Years ago I started a blog on myspace.  "Conversations with Myself" started as a few little posts for a creative writing outlet.  Here's an excerpt.   :wink:


Conversations with Myself:      The Shadow knows...

Now underground, I started down the dimly lit passage.  Small globes of light suspended from the ceiling like tiny chandeliers led the way deeper and deeper, the smooth stone walls and floor slowly getting rougher and more crudely hewn as I went down.  The deeper the tunnel led, the dimmer the light shone from the small globes overhead.  Soon, the floor disappeared under a fine layer of sand that sparkled in the pale light.  As I went deeper and deeper, the sand began to turn black like the obsidian beaches of an island volcano, and now craggy walls sparkled with tiny bits of sand embedded in them.  There was no light left now, the small globes had disappeared and left me with only glittering sand to show me the way onward.

Suddenly, the walls I had been using to feel my way along through the darkness and stabilize my walking disappeared.  I was standing there, in the middle of what appeared to be a vast underground cavern.  I could still see the glittering obsidian sand spreading out before me like an ocean of stars, but where walls and ceiling should be, there was nothing but darkness.  The empty black was thick with humidity, and seemed to sap the strength from my body.  Undeterred I continued forth, wandering into the darkness.
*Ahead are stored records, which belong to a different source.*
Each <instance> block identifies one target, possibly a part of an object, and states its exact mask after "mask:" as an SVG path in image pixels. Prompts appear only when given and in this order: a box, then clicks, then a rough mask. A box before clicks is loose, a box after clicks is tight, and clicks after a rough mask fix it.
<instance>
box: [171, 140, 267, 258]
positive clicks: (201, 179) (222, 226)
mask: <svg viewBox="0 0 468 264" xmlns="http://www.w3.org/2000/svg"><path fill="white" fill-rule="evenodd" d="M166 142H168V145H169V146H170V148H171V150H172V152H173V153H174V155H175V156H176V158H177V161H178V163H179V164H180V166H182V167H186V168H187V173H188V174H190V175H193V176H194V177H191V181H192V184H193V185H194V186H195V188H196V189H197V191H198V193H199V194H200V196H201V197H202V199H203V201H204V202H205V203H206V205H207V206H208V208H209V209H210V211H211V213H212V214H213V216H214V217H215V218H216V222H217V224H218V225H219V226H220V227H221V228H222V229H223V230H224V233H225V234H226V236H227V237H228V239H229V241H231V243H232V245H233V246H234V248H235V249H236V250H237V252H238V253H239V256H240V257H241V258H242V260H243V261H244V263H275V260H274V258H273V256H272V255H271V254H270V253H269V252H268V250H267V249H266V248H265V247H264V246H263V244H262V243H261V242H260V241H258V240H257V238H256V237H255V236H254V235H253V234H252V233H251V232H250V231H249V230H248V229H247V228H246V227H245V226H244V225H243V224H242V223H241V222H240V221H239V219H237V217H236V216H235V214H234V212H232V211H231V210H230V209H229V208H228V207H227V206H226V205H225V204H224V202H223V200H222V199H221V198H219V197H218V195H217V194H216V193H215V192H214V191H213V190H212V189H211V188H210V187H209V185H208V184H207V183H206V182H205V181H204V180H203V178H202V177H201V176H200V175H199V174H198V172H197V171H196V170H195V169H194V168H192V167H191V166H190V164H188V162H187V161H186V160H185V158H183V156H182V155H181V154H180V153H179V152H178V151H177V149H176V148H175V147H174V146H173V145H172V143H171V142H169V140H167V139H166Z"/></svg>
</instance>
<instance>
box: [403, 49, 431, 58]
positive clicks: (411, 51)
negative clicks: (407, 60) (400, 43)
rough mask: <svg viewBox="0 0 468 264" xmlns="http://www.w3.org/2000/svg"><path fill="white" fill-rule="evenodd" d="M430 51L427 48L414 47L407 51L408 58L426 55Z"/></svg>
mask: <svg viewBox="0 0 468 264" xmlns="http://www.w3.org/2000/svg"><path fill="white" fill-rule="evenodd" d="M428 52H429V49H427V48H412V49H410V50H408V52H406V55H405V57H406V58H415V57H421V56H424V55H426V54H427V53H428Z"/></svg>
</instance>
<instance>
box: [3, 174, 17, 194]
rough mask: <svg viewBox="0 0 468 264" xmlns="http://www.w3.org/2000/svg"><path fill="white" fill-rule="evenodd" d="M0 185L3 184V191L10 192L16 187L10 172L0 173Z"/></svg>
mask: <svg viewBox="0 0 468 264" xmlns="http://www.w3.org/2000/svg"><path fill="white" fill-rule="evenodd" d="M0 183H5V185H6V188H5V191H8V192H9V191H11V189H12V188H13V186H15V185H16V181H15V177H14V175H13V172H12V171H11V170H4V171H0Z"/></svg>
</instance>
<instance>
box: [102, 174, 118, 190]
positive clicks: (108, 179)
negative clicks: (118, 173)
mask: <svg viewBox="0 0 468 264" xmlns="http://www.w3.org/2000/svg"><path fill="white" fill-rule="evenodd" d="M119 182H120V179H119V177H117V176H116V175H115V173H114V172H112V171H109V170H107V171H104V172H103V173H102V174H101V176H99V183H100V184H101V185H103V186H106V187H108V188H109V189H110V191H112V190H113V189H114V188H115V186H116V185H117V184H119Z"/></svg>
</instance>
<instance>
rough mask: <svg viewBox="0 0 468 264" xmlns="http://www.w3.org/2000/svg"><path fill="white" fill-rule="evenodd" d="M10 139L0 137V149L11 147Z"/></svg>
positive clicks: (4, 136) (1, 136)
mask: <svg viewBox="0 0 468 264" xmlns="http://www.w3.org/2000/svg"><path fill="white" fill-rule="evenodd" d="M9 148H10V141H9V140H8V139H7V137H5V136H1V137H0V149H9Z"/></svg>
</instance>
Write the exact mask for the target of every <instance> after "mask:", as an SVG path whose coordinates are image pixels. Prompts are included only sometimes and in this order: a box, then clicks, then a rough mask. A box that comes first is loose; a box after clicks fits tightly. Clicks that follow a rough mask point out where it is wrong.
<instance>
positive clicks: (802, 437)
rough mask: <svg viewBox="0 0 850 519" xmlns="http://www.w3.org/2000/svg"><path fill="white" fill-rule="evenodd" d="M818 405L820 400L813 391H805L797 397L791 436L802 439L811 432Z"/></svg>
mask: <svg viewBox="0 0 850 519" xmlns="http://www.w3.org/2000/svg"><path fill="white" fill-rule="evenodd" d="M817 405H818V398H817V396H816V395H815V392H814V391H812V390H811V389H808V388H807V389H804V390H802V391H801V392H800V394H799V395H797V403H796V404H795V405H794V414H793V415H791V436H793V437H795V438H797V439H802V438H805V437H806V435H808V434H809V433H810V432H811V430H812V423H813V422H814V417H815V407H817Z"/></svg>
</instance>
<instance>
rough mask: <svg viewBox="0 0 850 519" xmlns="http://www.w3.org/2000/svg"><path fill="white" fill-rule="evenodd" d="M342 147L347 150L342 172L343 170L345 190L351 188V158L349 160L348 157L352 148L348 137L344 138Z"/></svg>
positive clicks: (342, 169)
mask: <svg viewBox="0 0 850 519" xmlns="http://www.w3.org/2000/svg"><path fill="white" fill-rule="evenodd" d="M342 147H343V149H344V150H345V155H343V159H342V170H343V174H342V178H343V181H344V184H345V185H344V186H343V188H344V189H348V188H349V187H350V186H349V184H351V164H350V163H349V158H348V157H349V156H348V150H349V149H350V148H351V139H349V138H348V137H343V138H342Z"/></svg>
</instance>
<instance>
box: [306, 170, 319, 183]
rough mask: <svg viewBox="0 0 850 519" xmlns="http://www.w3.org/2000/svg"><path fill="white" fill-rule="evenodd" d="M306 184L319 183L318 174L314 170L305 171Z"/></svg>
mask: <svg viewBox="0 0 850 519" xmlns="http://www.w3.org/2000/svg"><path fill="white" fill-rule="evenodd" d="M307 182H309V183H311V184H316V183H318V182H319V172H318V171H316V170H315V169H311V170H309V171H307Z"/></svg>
After a bit I stumbled, falling down a sand bank and hitting something hard.  I stood up looking around to find myself at the bottom of the edge of a crater in this dark desolate and crushing place.  Here the sand was cleared away to reveal a smooth glossy floor made of obsidian tiles.  As I looked around this place I could see something at the very center of this crater.  I knew this was what I had been on this journey to find, so I waked towards it.

As I got nearer, the darkness around me seemed to come alive, trying to push me back, hold me down, and suffocate me.  By the time I got within 10 feet of this object I could barely move, but it was close enough to see what was in front of me.  I collapsed to my knees in front of a small platform with a throne on it.  Like everything else down here, it too was made of obsidian.  As I strained my eyes against the darkness to see, a loud 'clack' could be heard, like the sound of a breaker switch being thrown to the on position.  It was now completely visible in front of me, the throne and the occupant who sat in it, as a pillar of light shown down from above.

The throne itself was of fairly simple design, with a high back, but oddly the back had 'wings' coming off each side at shoulder level giving it the look of a cross of some sort.  The person sitting there wore tattered rags, ravaged by years of solitude.  His skin was heavily scared, and blackened by what I assumed was dust from the obsidian sand.  His arms, chained to the arms of the throne, much like his legs, leaving him captive and immobile.  His head hung low, slumped forward, his ragged hair covering part of his face.

I could see the look on that face, that smiling contemptible grimace.  It was then that it dawned on me that the face I was looking at, was my own, twisted and contorted, concealed in hate and violence.  The sight made me want to turn away, but a powerful feeling made me keep staring at this visage.  It was those eyes that seemed to pierce the soul, leaving no stone unturned, no place for lies or self deception to hide.  Those same blind eyes shone with a light so bright that it burned through the scars that stitched the eyelids shut, and burned through the infinite black that bore down so heavy.  It was me, chained to that throne, sitting there staring at me, kneeling on the cold damp floor staring back up.


"Latent in every man is a venom of amazing bitterness, a black resentment; something that curses and loathes life, a feeling of being trapped, of having trusted and been fooled, of being the helpless prey of impotent rage, blind surrender, the victim of a savage, ruthless power that gives and takes away, enlists a man, and crowning injury inflicts upon him the humiliation of feeling sorry for himself." ~ Paul Valery (French poet, essayist and critic, 1871-1945)

Digital_Mantra

Good read. Is there more to it? I'd like to hear the conversation you have with yourself, you've set the tone and everything.